A phenotypic analysis was performed on the purified PBMCs. The data were
acquired using a FACS LSR II instrument (BD Bioscience, San Diego, CA) or FACS
Aria instrument (BD Bioscience) and analyzed with FlowJo software (ver. 9.7.5; Tree
Star, Inc., San Carlos). For the sorting of primary ATL cells, cells were stained with
anti-CD3 (UCHT1, eBioscience, San Diego, CA), anti-CD4 (RPA-T4, eBioscience),
anti-CD5 (UCH-T2, Biolegend, San Diego, CA), anti-CD7 (CD7-6B7, Biolegend),
anti-CD25 (M-A251, BD Bioscience) and LIVE/DEAD Fixable Dead Cell Stain Kits
(Invitrogen).
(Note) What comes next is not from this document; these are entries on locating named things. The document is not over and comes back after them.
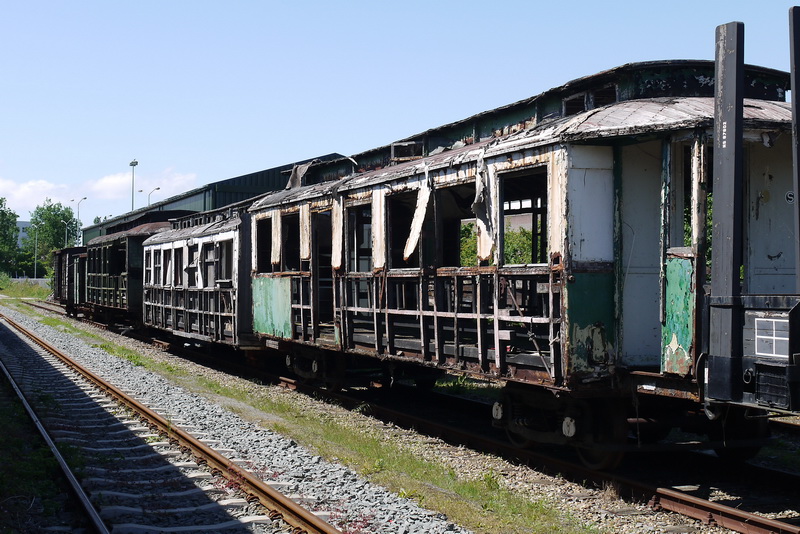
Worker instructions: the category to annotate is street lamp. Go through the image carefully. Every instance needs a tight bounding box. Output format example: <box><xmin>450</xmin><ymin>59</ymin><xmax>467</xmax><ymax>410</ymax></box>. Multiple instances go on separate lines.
<box><xmin>70</xmin><ymin>197</ymin><xmax>86</xmax><ymax>246</ymax></box>
<box><xmin>32</xmin><ymin>224</ymin><xmax>39</xmax><ymax>280</ymax></box>
<box><xmin>147</xmin><ymin>187</ymin><xmax>161</xmax><ymax>206</ymax></box>
<box><xmin>130</xmin><ymin>159</ymin><xmax>139</xmax><ymax>211</ymax></box>
<box><xmin>61</xmin><ymin>219</ymin><xmax>69</xmax><ymax>248</ymax></box>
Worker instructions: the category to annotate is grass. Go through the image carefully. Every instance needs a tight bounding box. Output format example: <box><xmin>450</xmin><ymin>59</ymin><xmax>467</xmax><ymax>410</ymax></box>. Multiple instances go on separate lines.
<box><xmin>188</xmin><ymin>378</ymin><xmax>596</xmax><ymax>534</ymax></box>
<box><xmin>0</xmin><ymin>382</ymin><xmax>76</xmax><ymax>534</ymax></box>
<box><xmin>0</xmin><ymin>280</ymin><xmax>53</xmax><ymax>299</ymax></box>
<box><xmin>3</xmin><ymin>304</ymin><xmax>597</xmax><ymax>534</ymax></box>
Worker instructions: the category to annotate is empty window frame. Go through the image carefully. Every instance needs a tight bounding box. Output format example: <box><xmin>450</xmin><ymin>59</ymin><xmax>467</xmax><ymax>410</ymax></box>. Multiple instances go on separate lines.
<box><xmin>435</xmin><ymin>184</ymin><xmax>478</xmax><ymax>267</ymax></box>
<box><xmin>592</xmin><ymin>85</ymin><xmax>617</xmax><ymax>108</ymax></box>
<box><xmin>564</xmin><ymin>93</ymin><xmax>586</xmax><ymax>117</ymax></box>
<box><xmin>347</xmin><ymin>204</ymin><xmax>372</xmax><ymax>272</ymax></box>
<box><xmin>186</xmin><ymin>245</ymin><xmax>200</xmax><ymax>287</ymax></box>
<box><xmin>500</xmin><ymin>168</ymin><xmax>549</xmax><ymax>265</ymax></box>
<box><xmin>155</xmin><ymin>249</ymin><xmax>161</xmax><ymax>284</ymax></box>
<box><xmin>256</xmin><ymin>217</ymin><xmax>272</xmax><ymax>273</ymax></box>
<box><xmin>144</xmin><ymin>250</ymin><xmax>153</xmax><ymax>284</ymax></box>
<box><xmin>202</xmin><ymin>243</ymin><xmax>217</xmax><ymax>287</ymax></box>
<box><xmin>172</xmin><ymin>247</ymin><xmax>186</xmax><ymax>287</ymax></box>
<box><xmin>217</xmin><ymin>239</ymin><xmax>233</xmax><ymax>281</ymax></box>
<box><xmin>161</xmin><ymin>248</ymin><xmax>172</xmax><ymax>286</ymax></box>
<box><xmin>386</xmin><ymin>191</ymin><xmax>422</xmax><ymax>269</ymax></box>
<box><xmin>281</xmin><ymin>213</ymin><xmax>300</xmax><ymax>271</ymax></box>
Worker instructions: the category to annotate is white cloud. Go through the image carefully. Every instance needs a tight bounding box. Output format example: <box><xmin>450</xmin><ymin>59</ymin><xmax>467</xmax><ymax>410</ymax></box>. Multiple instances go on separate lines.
<box><xmin>0</xmin><ymin>178</ymin><xmax>70</xmax><ymax>221</ymax></box>
<box><xmin>0</xmin><ymin>168</ymin><xmax>198</xmax><ymax>225</ymax></box>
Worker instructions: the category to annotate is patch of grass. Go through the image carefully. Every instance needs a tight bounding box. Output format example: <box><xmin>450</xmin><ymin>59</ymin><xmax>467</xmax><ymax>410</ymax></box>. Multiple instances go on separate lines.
<box><xmin>434</xmin><ymin>375</ymin><xmax>500</xmax><ymax>401</ymax></box>
<box><xmin>94</xmin><ymin>341</ymin><xmax>186</xmax><ymax>377</ymax></box>
<box><xmin>0</xmin><ymin>382</ymin><xmax>75</xmax><ymax>533</ymax></box>
<box><xmin>0</xmin><ymin>280</ymin><xmax>53</xmax><ymax>299</ymax></box>
<box><xmin>181</xmin><ymin>378</ymin><xmax>596</xmax><ymax>534</ymax></box>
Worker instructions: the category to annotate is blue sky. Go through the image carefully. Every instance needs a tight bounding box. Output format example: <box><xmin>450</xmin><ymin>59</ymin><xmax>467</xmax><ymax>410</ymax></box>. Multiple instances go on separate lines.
<box><xmin>0</xmin><ymin>0</ymin><xmax>792</xmax><ymax>225</ymax></box>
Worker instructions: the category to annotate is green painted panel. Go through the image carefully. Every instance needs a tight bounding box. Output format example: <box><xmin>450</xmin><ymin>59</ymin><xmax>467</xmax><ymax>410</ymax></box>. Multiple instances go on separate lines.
<box><xmin>661</xmin><ymin>258</ymin><xmax>695</xmax><ymax>376</ymax></box>
<box><xmin>253</xmin><ymin>277</ymin><xmax>292</xmax><ymax>339</ymax></box>
<box><xmin>566</xmin><ymin>272</ymin><xmax>615</xmax><ymax>373</ymax></box>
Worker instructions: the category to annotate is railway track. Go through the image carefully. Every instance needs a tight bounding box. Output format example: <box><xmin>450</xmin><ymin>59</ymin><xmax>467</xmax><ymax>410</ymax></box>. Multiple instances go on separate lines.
<box><xmin>332</xmin><ymin>383</ymin><xmax>800</xmax><ymax>534</ymax></box>
<box><xmin>0</xmin><ymin>314</ymin><xmax>339</xmax><ymax>534</ymax></box>
<box><xmin>17</xmin><ymin>307</ymin><xmax>800</xmax><ymax>534</ymax></box>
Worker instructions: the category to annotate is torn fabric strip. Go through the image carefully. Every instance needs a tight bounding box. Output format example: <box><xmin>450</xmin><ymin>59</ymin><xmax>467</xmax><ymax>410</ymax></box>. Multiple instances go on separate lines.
<box><xmin>403</xmin><ymin>163</ymin><xmax>433</xmax><ymax>261</ymax></box>
<box><xmin>300</xmin><ymin>202</ymin><xmax>311</xmax><ymax>260</ymax></box>
<box><xmin>372</xmin><ymin>189</ymin><xmax>386</xmax><ymax>269</ymax></box>
<box><xmin>472</xmin><ymin>152</ymin><xmax>495</xmax><ymax>261</ymax></box>
<box><xmin>331</xmin><ymin>197</ymin><xmax>344</xmax><ymax>269</ymax></box>
<box><xmin>270</xmin><ymin>210</ymin><xmax>283</xmax><ymax>265</ymax></box>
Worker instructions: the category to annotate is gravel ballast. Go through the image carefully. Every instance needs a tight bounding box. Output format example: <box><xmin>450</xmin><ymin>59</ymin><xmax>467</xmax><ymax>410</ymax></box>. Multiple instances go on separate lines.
<box><xmin>0</xmin><ymin>307</ymin><xmax>730</xmax><ymax>534</ymax></box>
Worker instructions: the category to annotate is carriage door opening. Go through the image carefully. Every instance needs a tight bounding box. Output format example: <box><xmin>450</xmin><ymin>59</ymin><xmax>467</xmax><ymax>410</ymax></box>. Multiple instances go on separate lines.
<box><xmin>311</xmin><ymin>210</ymin><xmax>334</xmax><ymax>343</ymax></box>
<box><xmin>618</xmin><ymin>141</ymin><xmax>662</xmax><ymax>368</ymax></box>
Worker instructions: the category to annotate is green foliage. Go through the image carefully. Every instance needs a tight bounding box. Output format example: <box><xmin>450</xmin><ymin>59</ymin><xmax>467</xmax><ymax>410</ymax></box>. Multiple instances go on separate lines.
<box><xmin>503</xmin><ymin>227</ymin><xmax>533</xmax><ymax>265</ymax></box>
<box><xmin>0</xmin><ymin>197</ymin><xmax>19</xmax><ymax>273</ymax></box>
<box><xmin>0</xmin><ymin>275</ymin><xmax>52</xmax><ymax>299</ymax></box>
<box><xmin>22</xmin><ymin>198</ymin><xmax>80</xmax><ymax>277</ymax></box>
<box><xmin>461</xmin><ymin>223</ymin><xmax>478</xmax><ymax>267</ymax></box>
<box><xmin>461</xmin><ymin>223</ymin><xmax>533</xmax><ymax>267</ymax></box>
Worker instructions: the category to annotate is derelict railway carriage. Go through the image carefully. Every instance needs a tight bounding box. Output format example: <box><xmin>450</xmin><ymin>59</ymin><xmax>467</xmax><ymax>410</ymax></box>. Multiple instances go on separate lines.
<box><xmin>54</xmin><ymin>13</ymin><xmax>800</xmax><ymax>474</ymax></box>
<box><xmin>236</xmin><ymin>62</ymin><xmax>795</xmax><ymax>468</ymax></box>
<box><xmin>144</xmin><ymin>205</ymin><xmax>258</xmax><ymax>349</ymax></box>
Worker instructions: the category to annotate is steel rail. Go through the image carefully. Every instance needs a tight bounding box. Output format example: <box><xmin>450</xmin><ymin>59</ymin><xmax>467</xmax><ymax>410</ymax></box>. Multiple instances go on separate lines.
<box><xmin>20</xmin><ymin>304</ymin><xmax>800</xmax><ymax>534</ymax></box>
<box><xmin>0</xmin><ymin>324</ymin><xmax>110</xmax><ymax>534</ymax></box>
<box><xmin>296</xmin><ymin>379</ymin><xmax>800</xmax><ymax>534</ymax></box>
<box><xmin>0</xmin><ymin>314</ymin><xmax>341</xmax><ymax>534</ymax></box>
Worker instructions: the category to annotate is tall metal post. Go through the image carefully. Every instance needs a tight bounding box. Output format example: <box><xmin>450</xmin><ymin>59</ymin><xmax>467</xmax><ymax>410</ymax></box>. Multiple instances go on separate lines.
<box><xmin>130</xmin><ymin>159</ymin><xmax>139</xmax><ymax>211</ymax></box>
<box><xmin>33</xmin><ymin>226</ymin><xmax>39</xmax><ymax>280</ymax></box>
<box><xmin>706</xmin><ymin>22</ymin><xmax>744</xmax><ymax>400</ymax></box>
<box><xmin>789</xmin><ymin>7</ymin><xmax>800</xmax><ymax>293</ymax></box>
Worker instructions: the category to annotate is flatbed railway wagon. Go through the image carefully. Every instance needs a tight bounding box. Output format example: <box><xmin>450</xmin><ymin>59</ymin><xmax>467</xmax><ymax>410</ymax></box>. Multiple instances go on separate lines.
<box><xmin>86</xmin><ymin>221</ymin><xmax>171</xmax><ymax>324</ymax></box>
<box><xmin>143</xmin><ymin>201</ymin><xmax>260</xmax><ymax>349</ymax></box>
<box><xmin>53</xmin><ymin>247</ymin><xmax>86</xmax><ymax>316</ymax></box>
<box><xmin>250</xmin><ymin>57</ymin><xmax>796</xmax><ymax>466</ymax></box>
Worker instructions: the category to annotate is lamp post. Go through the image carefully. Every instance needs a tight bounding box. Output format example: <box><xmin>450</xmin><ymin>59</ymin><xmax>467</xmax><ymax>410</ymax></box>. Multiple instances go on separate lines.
<box><xmin>130</xmin><ymin>159</ymin><xmax>139</xmax><ymax>211</ymax></box>
<box><xmin>147</xmin><ymin>187</ymin><xmax>161</xmax><ymax>206</ymax></box>
<box><xmin>33</xmin><ymin>225</ymin><xmax>39</xmax><ymax>280</ymax></box>
<box><xmin>70</xmin><ymin>197</ymin><xmax>86</xmax><ymax>245</ymax></box>
<box><xmin>61</xmin><ymin>219</ymin><xmax>69</xmax><ymax>248</ymax></box>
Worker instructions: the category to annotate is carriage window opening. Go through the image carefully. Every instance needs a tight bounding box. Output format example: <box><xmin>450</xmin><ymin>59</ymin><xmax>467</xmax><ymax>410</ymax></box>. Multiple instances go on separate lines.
<box><xmin>161</xmin><ymin>249</ymin><xmax>172</xmax><ymax>286</ymax></box>
<box><xmin>564</xmin><ymin>93</ymin><xmax>586</xmax><ymax>117</ymax></box>
<box><xmin>144</xmin><ymin>250</ymin><xmax>153</xmax><ymax>284</ymax></box>
<box><xmin>153</xmin><ymin>249</ymin><xmax>161</xmax><ymax>284</ymax></box>
<box><xmin>186</xmin><ymin>245</ymin><xmax>200</xmax><ymax>287</ymax></box>
<box><xmin>172</xmin><ymin>248</ymin><xmax>184</xmax><ymax>287</ymax></box>
<box><xmin>256</xmin><ymin>217</ymin><xmax>272</xmax><ymax>273</ymax></box>
<box><xmin>112</xmin><ymin>242</ymin><xmax>128</xmax><ymax>276</ymax></box>
<box><xmin>311</xmin><ymin>210</ymin><xmax>334</xmax><ymax>324</ymax></box>
<box><xmin>671</xmin><ymin>145</ymin><xmax>692</xmax><ymax>247</ymax></box>
<box><xmin>217</xmin><ymin>239</ymin><xmax>233</xmax><ymax>280</ymax></box>
<box><xmin>203</xmin><ymin>243</ymin><xmax>217</xmax><ymax>287</ymax></box>
<box><xmin>592</xmin><ymin>85</ymin><xmax>617</xmax><ymax>108</ymax></box>
<box><xmin>435</xmin><ymin>184</ymin><xmax>478</xmax><ymax>267</ymax></box>
<box><xmin>499</xmin><ymin>169</ymin><xmax>548</xmax><ymax>265</ymax></box>
<box><xmin>386</xmin><ymin>191</ymin><xmax>423</xmax><ymax>269</ymax></box>
<box><xmin>281</xmin><ymin>213</ymin><xmax>300</xmax><ymax>271</ymax></box>
<box><xmin>347</xmin><ymin>205</ymin><xmax>372</xmax><ymax>272</ymax></box>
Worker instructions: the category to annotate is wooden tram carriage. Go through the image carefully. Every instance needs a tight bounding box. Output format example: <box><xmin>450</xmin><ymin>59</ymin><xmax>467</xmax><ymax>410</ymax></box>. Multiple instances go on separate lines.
<box><xmin>56</xmin><ymin>12</ymin><xmax>800</xmax><ymax>467</ymax></box>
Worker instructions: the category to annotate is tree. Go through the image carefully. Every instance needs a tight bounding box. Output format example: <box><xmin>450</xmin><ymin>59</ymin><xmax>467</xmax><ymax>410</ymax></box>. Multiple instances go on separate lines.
<box><xmin>461</xmin><ymin>223</ymin><xmax>533</xmax><ymax>267</ymax></box>
<box><xmin>22</xmin><ymin>198</ymin><xmax>80</xmax><ymax>276</ymax></box>
<box><xmin>0</xmin><ymin>201</ymin><xmax>19</xmax><ymax>273</ymax></box>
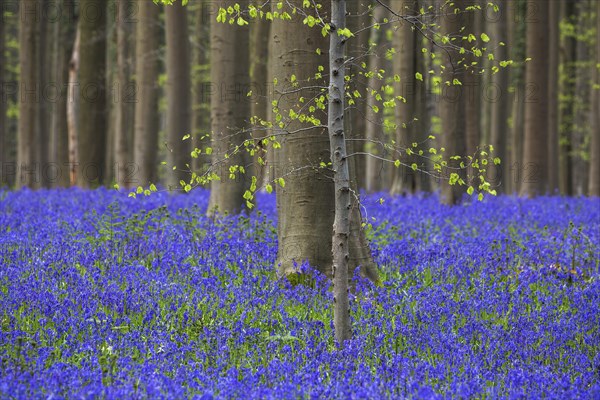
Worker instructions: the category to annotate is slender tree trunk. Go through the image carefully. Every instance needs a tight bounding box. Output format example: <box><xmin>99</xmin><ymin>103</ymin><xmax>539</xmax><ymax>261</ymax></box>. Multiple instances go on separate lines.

Cells were sorted with FACS Aria (BD Bioscience) and used for further
experiments (Supplementary Fig. S1).
Functional assay to evaluate the suppressive activity of ATL cells in vitro
The suppressive function of ATL cells was assayed using a modified protocol
(16). Briefly, CD4+CD25−CD45RA+ T cells from a healthy donor were used as
responder cells and stained with the Cell Trace Violet Cell Proliferation Kit (Molecular
Probes, Life Technologies, Carlsbad, CA) according to the manufacturer’s instructions.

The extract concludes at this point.